I never said I was either, I retort. I begin to walk away, but he pulls my arms. Maybe we could do this again? He says with hesitance, as if warning me to stay away. I don’t listen to his unspoken caution and leave him my number. Again, sounds good, I answer.

And again happened, he and I happened many times after that. At first it started as a few friendly drinks but then it escalated and he became too enticing. The first time he whispered a raspy come over, I didn’t even think twice. I answered him with a kiss and we concluded what was foregone from the very beginning.

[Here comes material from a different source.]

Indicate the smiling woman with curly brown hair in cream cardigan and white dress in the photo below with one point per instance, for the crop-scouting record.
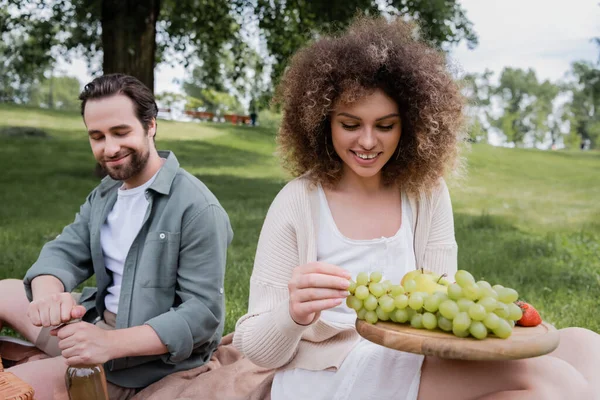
(372, 121)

Sunlight enters from the small corner window in his room and reflects on our faces.  It beckons us to wake. There is life outside waiting, work and school to attend. I quietly try to release his arms but he pulls even closer and mumbles, Where are you going?

I know I might regret this later. I know I’ll get attached and he will break my heart. I know and accept these truths and their inevitability. But I also know I won’t regret him because he may be a mistake, but he is my choice of a mistake. I want to taste his contradictions and become the protagonist of his story for whatever time we have left. And when the glory ceases and the misery resumes, I will find solace in what we had and how we loved.

Nowhere, I tell him. I’m not going anywhere.

He smiles. Good, I’m not ready for you to leave just yet.